将数据集放置在指定的根目录下。文件应为包含中文、英文或混合文本的文本文档。格式应符合模型输入要求——建议使用预分词后的 `token_ids` 并以 `torch.Tensor` 格式保存（使用 `torch.Tensor` 相比 Python 列表更节省内存，列表默认为 64 位精度）。

#### **(2). 安装依赖：**

```bash
pip install -r requirements.txt
pip install .
```

#### **(3). 运行训练脚本：**

```bash
python train.py \
--train_type=train_type[seq, sft, dpo] \
--data_root_path=/path/to/dataset \
--n_epoch=5 \
--batch_size=8 \
--max_lr=2e-4 \
--n_iter_ckpt=10000 \
--ckpt_dir checkpoints 
```

**参数说明：**
- `--train_type`: 训练类型（seq, sft, dpo）
- `--data_root_path`: 数据集根目录
- `--n_epoch`: 总训练轮数
- `--batch_size`: 批量大小
- `--n_iter_step`: 每个训练步骤的 batch 数量
- `--warning_step`: 预热步数（warmup steps）
- `--max_lr`: 最大学习率（使用预热 + 余弦衰减）
- `--n_iter_ckpt`: 检查点保存间隔
- `--ckpt_dir`: 检查点保存目录
- `--resume_dir`: 从指定路径恢复训练

训练日志将保存在 `train_log.txt` 中。

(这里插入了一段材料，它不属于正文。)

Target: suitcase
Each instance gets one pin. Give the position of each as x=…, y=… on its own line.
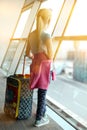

检查点将保存在指定目录，用于恢复训练或评估。



### 👉 使用指南

#### **(1). 与模型对话：**

打开 `chat.py` 或使用流式/非流式接口：

**流式输出：**
```python
import torch
from khaosz import Khaosz

model_dir = "your_model_parameter_dir"
model = Khaosz(model_dir).to(device='cuda', dtype=torch.bfloat16)
history = []

while True:
    query = input(">> ")
    if query == "!exit":
        break
    
    response_size = 0
    for response, history in model.stream_generate(
        query=query, 
        history=history,
        temperature=0.85,
        top_p=0.95,
        top_k=50
    ):
        print(response[response_size:], end="")
        response_size = len(response)       
```

**非流式输出：**
```python
import torch
from khaosz import Khaosz

model_dir = "your_model_parameter_dir"
model = Khaosz(model_dir).to(device='cuda', dtype=torch.bfloat16)
history = []

while True:
    query = input(">> ")
    if query == "!exit":
        break
    
    response = model.generate(
        query=query, 
        history=history,
        temperature=0.85,
        top_p=0.95,
        top_k=50
    )
    print(response)
```

#### **(2). 基于检索的生成（RAG）：**

```python
import torch
from khaosz import Khaosz

model_dir = "your_model_parameter_dir"
model = Khaosz(model_dir).to(device='cuda', dtype=torch.bfloat16)

retrieved_content = model.retrieve_generate(
    query=query,
    retrieve_top_k=5,
    temperature=0.6,
    top_k=30,
    top_p=0.95
)
print(retrieved_content)
```



### 📌 模型规格说明（重复部分）

该模型基于一个 24 层的 Transformer 架构，参数配置定义在 `config.json` 中，总参数量约为 10 亿（1.0B）。

**关键设计选择：**
- 在嵌入层（embedding）与最终线性层之间进行权重绑定（weight tying），这是小型模型中常见的节省参数量的做法
- 嵌入层优化：若不进行权重绑定，一个包含 10,000 个词的词汇表将消耗约 1.02 亿（0.1B）参数

**局限性：**
- 由于参数规模较小，可能在处理复杂语言现象时表现受限
- 在特定领域的数据集上容易出现过拟合
- 多语言能力有限

**优势：**
- 可在低配置硬件上高效运行
- 相较于大型模型，训练时间更短

**训练流程：**  
该模型已完成预训练（pre-training）+ 监督微调（SFT, Supervised Fine-Tuning）+ 直接偏好优化（DPO, Direct Preference Optimization）的全流程。所有相关的训练代码均已包含在代码库中。